© JUNGE FREIHEIT Verlag GmbH & Co.  www.jungefreiheit.de  29/08 11. Juli 2008

Von Gefühlen bewegt
Außergewöhnliche Gemütszustände: Das Kunstmuseum in Bern präsentiert Bilder von Ferdinand Hodler
Karlheinz Weissmann

Das erste Bild der Hodler-Ausstellung im Berner Kunstmuseum zeigt ein Selbstporträt des Malers als Neunzehnjähriger. Man ist irritiert von Körper und Gesicht, der Schmächtigkeit, die durch den tristen graubraunen Rock, der in den Hintergrund übergeht, noch betont wird, die ungelenke Geste der rechten Hand, eine gewisse Stumpfheit des Ausdrucks, die so wenig auf Genie hindeutet wie die Machart des Gemäldes. Es wirkt ganz konventionell und läßt nicht ahnen, was kommen wird.

Zum Zeitpunkt, an dem der 1853 in Bern geborene Ferdinand Hodler das Bild malte, 1874, lag wenigstens die traurige Kindheit - der frühe Verlust des Vaters, der Geschwister, schließlich der Mutter durch Tuberkulose - hinter ihm. Er hatte auf Umwegen und dank seiner Zähigkeit eine künstlerische Ausbildung beginnen können, aber noch lange Jahre, in der Schweiz und dann in verschiedenen europäischen Ländern auf Wanderschaft, sollten von drückender Armut bestimmt sein. Wenn man Hodlers Selbstporträts nimmt, wird allerdings die Veränderung unübersehbar. Sein Gesicht nahm allmählich jenen Ausdruck von Entschlossenheit und Energie an, der auch seine Kunst bestimmen sollte, ihre Kraft, das Frappierende, manchmal fast Brutale ihrer Wirkung.

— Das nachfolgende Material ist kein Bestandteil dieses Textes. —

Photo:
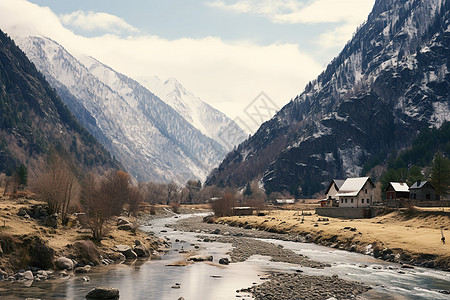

Im letzten Jahrzehnt des 19. und im ersten Jahrzehnt des 20. Jahrhunderts wurde Hodler einer der wichtigsten Repräsentanten des Symbolismus. Er wandte sich mehr und mehr von den Regeln des akademischen Betriebs ab, verzichtete auf das Gefällige der Genremalerei, die Ausführung der Details und arbeitete mit Andeutungen und starken Farbeffekten, gleichzeitig hellte sich seine Palette sichtbar auf und der Pinselstrich wurde feiner. Wie alle Symbolisten wollte er einer tief empfundenen inneren Wahrheit künstlerischen Ausdruck verleihen, und wie besessen war er davon, durch Wiederholung der Bildelemente - seinen "Parallelismus" - die Wahrnehmung der "Einheit" in den Erscheinungsformen zu ermöglichen.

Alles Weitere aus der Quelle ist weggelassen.